Sie musste sich nicht einsetzen und für sich kämpfen, denn ihr Mann legte den Arm beschützend um sie und nickte dem Fischer so bestätigend zu, dass dieser aufhörte zu knurren und sogar die Lippen zu einem Lächeln verzog. Er hatte beachtlich viele helle Zähne in seinem Mund. Die Ernährung mit Meerestieren schien gut für die Gesundheit zu sein.
So hatte sich ihr Wunsch erfüllt. Sie hatte einen Stein nach dem anderen hinab in die klare Tiefe des blau schimmernden Meeres sinken lassen und dabei »Es werde wahr, weil es wahr und gut ist!« geflüstert.
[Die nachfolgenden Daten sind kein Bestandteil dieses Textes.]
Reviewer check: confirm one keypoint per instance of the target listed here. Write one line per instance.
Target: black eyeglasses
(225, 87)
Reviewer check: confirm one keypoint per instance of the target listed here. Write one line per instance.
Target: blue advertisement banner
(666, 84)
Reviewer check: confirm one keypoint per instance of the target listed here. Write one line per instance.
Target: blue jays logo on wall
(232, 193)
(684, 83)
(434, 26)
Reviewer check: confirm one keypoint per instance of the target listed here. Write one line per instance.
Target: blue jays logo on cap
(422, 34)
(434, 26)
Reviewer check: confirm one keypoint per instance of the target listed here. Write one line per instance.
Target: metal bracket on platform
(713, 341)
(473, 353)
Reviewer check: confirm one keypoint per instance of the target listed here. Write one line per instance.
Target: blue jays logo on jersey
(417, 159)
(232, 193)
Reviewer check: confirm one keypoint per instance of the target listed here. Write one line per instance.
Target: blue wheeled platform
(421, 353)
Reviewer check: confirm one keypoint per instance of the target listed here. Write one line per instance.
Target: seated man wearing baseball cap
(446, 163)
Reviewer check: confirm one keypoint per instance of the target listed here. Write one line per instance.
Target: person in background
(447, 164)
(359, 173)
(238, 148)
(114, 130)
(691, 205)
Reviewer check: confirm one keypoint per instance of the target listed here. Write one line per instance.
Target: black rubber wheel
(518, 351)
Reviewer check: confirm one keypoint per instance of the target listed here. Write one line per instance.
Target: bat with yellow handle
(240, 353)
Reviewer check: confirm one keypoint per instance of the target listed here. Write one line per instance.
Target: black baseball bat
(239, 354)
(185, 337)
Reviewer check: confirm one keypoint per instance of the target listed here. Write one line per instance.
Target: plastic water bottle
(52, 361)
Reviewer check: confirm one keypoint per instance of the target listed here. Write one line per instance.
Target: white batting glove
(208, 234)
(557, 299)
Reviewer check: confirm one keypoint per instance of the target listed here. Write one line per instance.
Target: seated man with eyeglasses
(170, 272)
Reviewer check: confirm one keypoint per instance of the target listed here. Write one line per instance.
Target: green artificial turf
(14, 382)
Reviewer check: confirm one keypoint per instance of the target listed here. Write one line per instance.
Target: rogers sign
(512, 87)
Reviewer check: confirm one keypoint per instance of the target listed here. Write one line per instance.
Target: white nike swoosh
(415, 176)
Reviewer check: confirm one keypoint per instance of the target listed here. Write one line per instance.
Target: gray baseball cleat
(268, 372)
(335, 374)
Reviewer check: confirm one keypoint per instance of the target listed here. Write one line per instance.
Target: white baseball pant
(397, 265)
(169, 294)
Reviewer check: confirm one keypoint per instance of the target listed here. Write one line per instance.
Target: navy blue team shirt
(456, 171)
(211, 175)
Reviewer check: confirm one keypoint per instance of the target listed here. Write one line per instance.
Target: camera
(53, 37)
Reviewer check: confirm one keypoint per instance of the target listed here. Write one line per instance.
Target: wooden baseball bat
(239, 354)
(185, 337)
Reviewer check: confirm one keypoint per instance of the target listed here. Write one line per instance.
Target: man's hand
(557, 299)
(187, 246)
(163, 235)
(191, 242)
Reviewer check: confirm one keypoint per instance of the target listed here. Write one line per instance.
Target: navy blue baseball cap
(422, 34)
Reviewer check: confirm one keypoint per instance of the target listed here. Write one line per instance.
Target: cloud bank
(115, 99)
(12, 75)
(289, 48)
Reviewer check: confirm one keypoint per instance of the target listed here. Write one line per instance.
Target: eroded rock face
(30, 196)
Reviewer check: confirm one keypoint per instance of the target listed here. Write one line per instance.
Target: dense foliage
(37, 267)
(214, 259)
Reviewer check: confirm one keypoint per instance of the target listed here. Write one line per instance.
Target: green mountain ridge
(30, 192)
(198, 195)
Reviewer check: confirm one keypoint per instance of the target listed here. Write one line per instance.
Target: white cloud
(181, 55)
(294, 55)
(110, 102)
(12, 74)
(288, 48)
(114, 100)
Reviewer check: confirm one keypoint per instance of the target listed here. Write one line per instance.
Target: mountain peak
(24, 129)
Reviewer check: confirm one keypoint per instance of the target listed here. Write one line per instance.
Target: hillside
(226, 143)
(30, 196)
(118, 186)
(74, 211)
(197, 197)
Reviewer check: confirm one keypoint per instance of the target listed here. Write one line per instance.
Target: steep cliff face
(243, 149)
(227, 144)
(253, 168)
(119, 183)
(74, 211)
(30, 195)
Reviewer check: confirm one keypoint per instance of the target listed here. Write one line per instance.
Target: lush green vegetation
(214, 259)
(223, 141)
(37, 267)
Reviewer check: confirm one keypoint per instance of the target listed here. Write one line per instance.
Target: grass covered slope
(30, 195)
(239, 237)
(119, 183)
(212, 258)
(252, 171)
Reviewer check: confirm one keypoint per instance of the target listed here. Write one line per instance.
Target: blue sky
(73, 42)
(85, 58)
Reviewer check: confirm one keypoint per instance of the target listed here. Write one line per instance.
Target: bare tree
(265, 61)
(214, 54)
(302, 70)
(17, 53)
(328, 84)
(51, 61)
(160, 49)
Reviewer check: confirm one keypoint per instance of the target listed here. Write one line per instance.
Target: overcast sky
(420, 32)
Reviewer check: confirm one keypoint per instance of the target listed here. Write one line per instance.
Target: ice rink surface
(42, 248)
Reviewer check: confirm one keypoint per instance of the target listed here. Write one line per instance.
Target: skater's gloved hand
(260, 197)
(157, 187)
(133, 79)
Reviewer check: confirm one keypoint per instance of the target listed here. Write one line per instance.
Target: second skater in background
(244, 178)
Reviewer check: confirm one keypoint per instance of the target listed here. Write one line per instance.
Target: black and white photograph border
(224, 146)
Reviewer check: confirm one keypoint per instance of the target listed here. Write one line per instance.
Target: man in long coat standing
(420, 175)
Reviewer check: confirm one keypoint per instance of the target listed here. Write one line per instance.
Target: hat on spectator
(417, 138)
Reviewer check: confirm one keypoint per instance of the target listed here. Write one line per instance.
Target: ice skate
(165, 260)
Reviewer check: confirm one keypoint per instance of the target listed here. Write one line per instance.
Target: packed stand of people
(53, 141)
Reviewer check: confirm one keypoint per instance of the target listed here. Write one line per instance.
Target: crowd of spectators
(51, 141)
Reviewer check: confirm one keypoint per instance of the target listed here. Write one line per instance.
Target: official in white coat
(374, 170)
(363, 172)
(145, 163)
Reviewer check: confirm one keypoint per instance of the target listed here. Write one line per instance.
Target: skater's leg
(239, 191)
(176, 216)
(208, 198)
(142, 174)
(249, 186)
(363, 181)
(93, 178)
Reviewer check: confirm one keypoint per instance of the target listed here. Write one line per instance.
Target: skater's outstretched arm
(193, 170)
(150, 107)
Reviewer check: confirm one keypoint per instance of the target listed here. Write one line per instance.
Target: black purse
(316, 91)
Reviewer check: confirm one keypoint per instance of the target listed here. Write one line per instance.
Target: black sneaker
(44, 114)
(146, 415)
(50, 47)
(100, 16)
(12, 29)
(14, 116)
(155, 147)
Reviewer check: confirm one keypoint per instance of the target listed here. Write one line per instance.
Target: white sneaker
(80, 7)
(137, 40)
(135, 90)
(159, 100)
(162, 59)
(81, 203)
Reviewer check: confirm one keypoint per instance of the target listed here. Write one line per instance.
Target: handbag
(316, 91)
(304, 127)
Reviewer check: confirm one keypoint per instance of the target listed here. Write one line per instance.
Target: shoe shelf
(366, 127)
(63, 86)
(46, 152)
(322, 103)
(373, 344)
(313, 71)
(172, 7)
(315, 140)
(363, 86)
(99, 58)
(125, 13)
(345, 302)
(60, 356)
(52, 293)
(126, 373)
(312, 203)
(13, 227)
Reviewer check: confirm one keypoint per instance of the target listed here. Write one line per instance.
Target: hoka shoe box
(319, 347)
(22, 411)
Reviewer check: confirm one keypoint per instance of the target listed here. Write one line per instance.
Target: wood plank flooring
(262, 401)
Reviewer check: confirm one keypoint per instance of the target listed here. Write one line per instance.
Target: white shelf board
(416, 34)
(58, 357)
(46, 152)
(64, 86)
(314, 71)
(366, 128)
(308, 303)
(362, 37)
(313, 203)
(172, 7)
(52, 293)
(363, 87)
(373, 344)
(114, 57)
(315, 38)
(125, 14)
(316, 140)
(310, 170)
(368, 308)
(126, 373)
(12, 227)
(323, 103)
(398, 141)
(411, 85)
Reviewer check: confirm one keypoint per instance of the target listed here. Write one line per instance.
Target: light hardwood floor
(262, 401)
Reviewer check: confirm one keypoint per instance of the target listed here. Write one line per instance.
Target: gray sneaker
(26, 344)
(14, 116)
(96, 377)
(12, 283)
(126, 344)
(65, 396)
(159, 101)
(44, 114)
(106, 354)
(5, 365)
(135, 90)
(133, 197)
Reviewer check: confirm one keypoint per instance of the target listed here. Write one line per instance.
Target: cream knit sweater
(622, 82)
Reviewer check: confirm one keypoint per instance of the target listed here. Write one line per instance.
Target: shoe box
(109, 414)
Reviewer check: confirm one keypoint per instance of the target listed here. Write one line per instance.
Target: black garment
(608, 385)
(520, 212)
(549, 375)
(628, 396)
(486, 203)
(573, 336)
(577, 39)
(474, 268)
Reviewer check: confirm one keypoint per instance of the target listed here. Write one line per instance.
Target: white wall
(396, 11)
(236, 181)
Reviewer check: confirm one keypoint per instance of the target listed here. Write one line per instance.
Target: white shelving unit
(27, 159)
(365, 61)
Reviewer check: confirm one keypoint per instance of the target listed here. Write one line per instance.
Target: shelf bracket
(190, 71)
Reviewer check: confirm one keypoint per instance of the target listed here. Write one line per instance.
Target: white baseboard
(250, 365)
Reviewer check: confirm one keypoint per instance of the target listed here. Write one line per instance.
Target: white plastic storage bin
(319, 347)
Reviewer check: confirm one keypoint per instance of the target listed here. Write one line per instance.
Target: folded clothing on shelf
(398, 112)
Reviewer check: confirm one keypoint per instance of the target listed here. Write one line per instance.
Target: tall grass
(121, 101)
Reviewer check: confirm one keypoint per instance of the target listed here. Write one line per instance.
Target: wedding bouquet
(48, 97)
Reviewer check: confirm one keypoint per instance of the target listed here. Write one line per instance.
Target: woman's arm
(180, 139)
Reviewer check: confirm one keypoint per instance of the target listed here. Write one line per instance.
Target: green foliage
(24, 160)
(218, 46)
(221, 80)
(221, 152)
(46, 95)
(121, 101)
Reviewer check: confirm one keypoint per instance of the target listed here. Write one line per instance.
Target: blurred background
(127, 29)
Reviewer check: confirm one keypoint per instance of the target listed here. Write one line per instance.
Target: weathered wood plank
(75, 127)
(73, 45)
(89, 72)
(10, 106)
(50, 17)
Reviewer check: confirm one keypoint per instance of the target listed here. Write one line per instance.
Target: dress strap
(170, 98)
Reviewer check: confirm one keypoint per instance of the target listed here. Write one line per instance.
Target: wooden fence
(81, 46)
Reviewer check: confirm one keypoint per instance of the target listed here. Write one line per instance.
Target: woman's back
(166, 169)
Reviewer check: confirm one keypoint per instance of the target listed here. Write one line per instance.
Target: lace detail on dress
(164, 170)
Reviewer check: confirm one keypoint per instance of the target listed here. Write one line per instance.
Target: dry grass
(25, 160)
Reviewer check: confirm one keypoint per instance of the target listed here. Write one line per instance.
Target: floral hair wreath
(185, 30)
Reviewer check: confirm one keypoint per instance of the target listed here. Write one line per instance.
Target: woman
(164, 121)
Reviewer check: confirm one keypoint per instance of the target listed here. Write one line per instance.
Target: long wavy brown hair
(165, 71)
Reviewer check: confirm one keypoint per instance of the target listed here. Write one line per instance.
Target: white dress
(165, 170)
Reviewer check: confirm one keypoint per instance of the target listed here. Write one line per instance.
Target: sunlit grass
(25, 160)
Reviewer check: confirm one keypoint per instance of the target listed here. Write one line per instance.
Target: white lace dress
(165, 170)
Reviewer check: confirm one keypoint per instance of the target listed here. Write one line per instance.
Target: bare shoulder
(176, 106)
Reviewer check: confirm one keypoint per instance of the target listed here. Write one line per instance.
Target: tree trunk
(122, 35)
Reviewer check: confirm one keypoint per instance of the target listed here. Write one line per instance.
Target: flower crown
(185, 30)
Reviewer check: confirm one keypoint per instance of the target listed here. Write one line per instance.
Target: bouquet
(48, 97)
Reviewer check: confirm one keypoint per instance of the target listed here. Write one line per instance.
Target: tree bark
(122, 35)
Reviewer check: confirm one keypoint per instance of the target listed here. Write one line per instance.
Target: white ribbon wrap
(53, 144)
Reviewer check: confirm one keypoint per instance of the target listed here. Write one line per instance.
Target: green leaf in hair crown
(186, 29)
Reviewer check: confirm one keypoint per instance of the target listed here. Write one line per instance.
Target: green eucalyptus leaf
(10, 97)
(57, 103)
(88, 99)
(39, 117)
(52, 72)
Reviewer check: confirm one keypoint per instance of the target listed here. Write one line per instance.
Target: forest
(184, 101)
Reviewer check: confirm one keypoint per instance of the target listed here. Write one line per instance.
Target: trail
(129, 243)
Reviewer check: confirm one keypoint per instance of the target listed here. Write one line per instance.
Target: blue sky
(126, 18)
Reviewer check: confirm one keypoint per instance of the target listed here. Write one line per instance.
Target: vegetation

Das war das Mantra, mit dem sie sich selbst verdeutlicht hatte, dass ihre Wünsche nicht böse waren oder gar etwas Schlechtes beinhalteten. Sie hatte drei gesunde Kinder geboren. Das musste ausreichen. Es war alles tatsächlich wie in ihrem Traum gewesen: Der Wind fuhr ihr durch das Haar, flatterte durch ihre Kleidung, und das Salz auf ihrer Haut schmeckte jedes Mal aufs Neue köstlich, wenn sie sich mit der Zunge über die Lippen fuhr.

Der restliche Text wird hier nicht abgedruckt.